It seems barely a day goes by without news of another ransomware attack or dire warnings of the growing threat businesses face from hackers. There is only so much an organisation can do on its own, before turning to specialist help to find the weak spots in its defences, before the criminals do.
Two terms becoming more prevalent in this fight against the cybercriminals are penetration testing and vulnerability scanning. But what do these terms mean and how important are they in keeping your systems, networks, devices and people safe from attack?
In short, they are different approaches to security, but either one undertaken in isolation, is of little use and the differences are important.
What is Penetration Testing?
Different penetration tests can be performed, internal, external, web-application, GDPR, etc., but regardless of the test, it should be undertaken by a specialist IT security professional. They will use the same tools and methods as hackers to discover vulnerabilities, then attempt to exploit them.
External testing assesses the infrastructure accessible through the internet and usually involves firewalls, VPN’s etc., and will also typically include attempts to ‘phish’ employees. An internal test assesses the infrastructure inside the corporate network and the risk posed by virus/malware outbreaks, rogue employees and physical intruders.
Effective penetration testing requires experience, detailed knowledge of infrastructure and systems architecture, allied to a range of specialist skills, which is why it costs more than automated processes. Testers understand the hacking world and will seek to exploit a new vulnerability unknown outside the dark web.

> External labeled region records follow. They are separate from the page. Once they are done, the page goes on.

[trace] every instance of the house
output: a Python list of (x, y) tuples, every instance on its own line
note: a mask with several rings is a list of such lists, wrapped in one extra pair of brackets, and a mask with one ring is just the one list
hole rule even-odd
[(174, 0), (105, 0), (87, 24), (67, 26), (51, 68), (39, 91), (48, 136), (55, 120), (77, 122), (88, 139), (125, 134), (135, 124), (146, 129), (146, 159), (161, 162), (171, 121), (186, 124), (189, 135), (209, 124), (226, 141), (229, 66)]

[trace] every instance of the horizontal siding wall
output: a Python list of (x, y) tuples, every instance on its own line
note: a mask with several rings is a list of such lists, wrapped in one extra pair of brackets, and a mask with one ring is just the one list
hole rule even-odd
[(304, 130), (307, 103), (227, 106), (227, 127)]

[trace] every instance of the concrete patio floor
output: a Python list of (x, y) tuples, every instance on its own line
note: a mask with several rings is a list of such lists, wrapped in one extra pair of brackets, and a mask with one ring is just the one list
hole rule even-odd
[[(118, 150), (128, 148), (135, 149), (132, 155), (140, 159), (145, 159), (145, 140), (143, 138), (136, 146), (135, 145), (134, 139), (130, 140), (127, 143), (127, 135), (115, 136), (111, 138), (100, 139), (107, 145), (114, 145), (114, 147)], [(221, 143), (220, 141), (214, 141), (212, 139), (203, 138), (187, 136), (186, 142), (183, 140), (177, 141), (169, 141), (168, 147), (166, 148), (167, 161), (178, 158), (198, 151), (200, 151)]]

What is Vulnerability Scanning?
Vulnerability scanning identifies potential vulnerabilities in network devices such as firewalls, routers, switches, servers and applications. But it is a largely automated process focussed on finding potential and known vulnerabilities without attempting to exploit them.
Vulnerability scanning encompasses the entire business and in scope is much wider than penetration testing. Effectively vulnerability scans require good network knowledge of the systems and are typically run by systems administrators or external security personnel.
It is cost-effective to run scans frequently to discover known vulnerabilities and patch them, but ideally coordinated with penetration testing to offer a more comprehensive solution that combines detection and preventative measures.
The question for every organisation to answer is: how much risk are you prepared to accept against the cost of regular vulnerability scans and at least twice-yearly penetration testing?
Vulnerability scanning and penetration testing inform your cyber risk analysis and help determine the controls needed at the business, department and individual level. The reports provided will provide suggestions to close weaknesses in your defences and that could be priceless.